Trop de frais, peu de bénéfice

Autre point de vente, autre décor. Ici, à Liberté 5, l’on n’a pas encore fini de s’installer. Le dixième de l’espace réservé n’est pas occupé. Quelques personnes sont occupées à creuser des trous pour mettre les piquets de délimitation. Il n’y a pas d’abri contre le soleil et le vent. Le sol est déjà couvert d’excréments, des sachets d’eau et gobelets vides, traînent par terre.  Trois vendeurs accourent, pressés de faire des affaires. «Bonsoir madame, venez voir, c’est ici…». A la vue de la carte de presse, leur sourire racoleur disparaît : «nous ne comprenons pas wolof». Ils sont presque tous vêtus de «Maïlouss» noir et portent autour de leur «thiaya», des ceintures en cuir qui leur arrivent presque à la cheville. Assis sur un sac de foin, Kalidou Bâ, qui vient de finir de se raser la barbe, se passe de l’eau avant de ranger le miroir dans sa poche. A quelques mètres, des femmes qui tiennent une gargote, lavent la vaisselle. Des dizaines de sacs de foin sont entassés dans un coin. «Les gens viennent petit à petit. Souvent, il s’agit de personnes qui font des sacrifices ou qui célèbrent des baptêmes. A Dakar, il se pose un problème d’espace pour garder des moutons. Le maximum vendu jusqu’ici, en ce qui me concerne, est 5. Parfois, je ne vends rien. Ils coûtent entre 25.000 et 150. 000 francs Cfa».
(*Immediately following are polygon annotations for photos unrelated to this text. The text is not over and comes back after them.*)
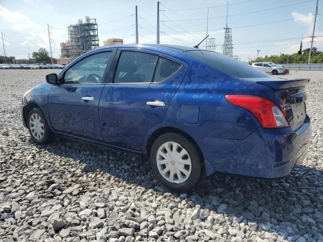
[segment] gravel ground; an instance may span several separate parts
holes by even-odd
[[[31,143],[20,99],[53,71],[0,70],[0,240],[323,241],[323,72],[283,77],[311,78],[311,144],[290,176],[217,175],[187,195],[168,192],[132,154]]]

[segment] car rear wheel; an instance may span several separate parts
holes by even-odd
[[[28,113],[28,127],[32,140],[39,144],[48,143],[52,134],[42,112],[36,107]]]
[[[273,70],[272,72],[272,74],[273,75],[278,75],[278,71],[277,70]]]
[[[150,151],[150,163],[155,176],[169,189],[190,191],[202,176],[202,162],[198,150],[189,140],[176,133],[162,135]]]

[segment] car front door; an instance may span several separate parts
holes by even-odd
[[[88,55],[59,75],[48,96],[50,123],[58,132],[101,139],[98,107],[115,51]]]
[[[99,104],[105,142],[142,150],[148,131],[163,121],[187,70],[185,63],[169,57],[118,50],[113,64],[113,68],[116,66],[114,75],[110,77]]]

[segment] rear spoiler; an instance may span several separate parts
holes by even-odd
[[[283,89],[305,86],[309,80],[309,79],[281,79],[273,81],[259,81],[256,82],[256,83],[264,85],[274,89]]]

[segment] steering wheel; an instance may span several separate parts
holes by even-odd
[[[100,83],[102,81],[102,77],[96,74],[89,74],[85,77],[85,82]]]

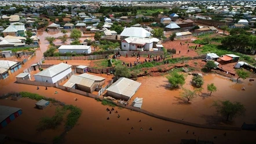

A propos de sécurité, il sourit et soulève son «sawrou» ( bâton). «Nous n’avons pas le choix, c’est nous qui assurons le gardiennage», lance-t-il sans conviction. Avec ce petit bout de bois, il ne risque pas de faire le poids devant des voleurs ! «Pour avoir de l’eau, nous payons entre 1000 et 1500 aux charretiers, pour le baril. C’est avec cela que nous donnons à boire et lavons les moutons. J’habite à Guédiawaye et je viens tôt le matin, pour rentrer le soir, mais la majorité passe la nuit ici. Au réveil, ils se rendent chez des voisins ou des parents qui sont dans les environs, pour leurs toilettes et leurs besoins». Sans jouer les oiseaux de mauvais augure, Kalidou Bâ prédit que les moutons ne seront pas bon marché cette année. «Les clients sont confrontés à trop de difficultés avec les récentes hausses et nous aussi, de notre côté, avons engagé beaucoup de dépenses. Le foin coûte les yeux de la tête. Pour transporter le bétail, j’ai déboursé 350.000 francs. Ici, 25 mètres carrés coûtent 10.000 francs Cfa. Pourtant, on avait dit que ce serait gratuit. A cause de tous ces frais, certains ont préféré rester au village, à Podor. On en arrivera une année où personne ne viendra à Dakar. Les autorités font plus de facilités aux Mauritaniens et Maliens, qu’aux Sénégalais ». Quid de l’électricité ? En levant le nez, il sourit et pointe un doigt sur des fils attachés aux piquets de délimitation. «Ils sont installés depuis 3 jours, mais nous sommes toujours dans l’obscurité. Il suffit qu’un mouton cogne sur les piquets et hop !»

Enclos «gratuit» à 10.000 francs

Des voix s’élèvent à quelques pas. Il a suffi de peu pour que les antagonistes en arrivent aux mains. On se dispute de l’espace. Très remonté, Lamine Fall lance, en sortant un ticket : «ils disent que les espaces sont gratuits et j’ai payé 40.000 francs pour m’installer ! Avec cela, on veut m’empêcher de m’installer, c’est trop ! Je ne vais pas me laisser faire». Oumar Badji, qui est trop propre sur sa personne, pour un vendeur de moutons, tente de calmer son voisin. «Il fallait des pelles mécaniques pour dégager tous les gravats, aménager cet endroit et nous permettre de venir. Des sites comme ceux des Hlm, du Camp pénal, de la Vdn ont été supprimés. Ce qui fait que là où des gens avaient d’habitude 15 mètres, ici, ils se retrouvent avec 10 mètres, pour faire de la place aux autres. Les 10.000 francs sont une simple participation symbolique».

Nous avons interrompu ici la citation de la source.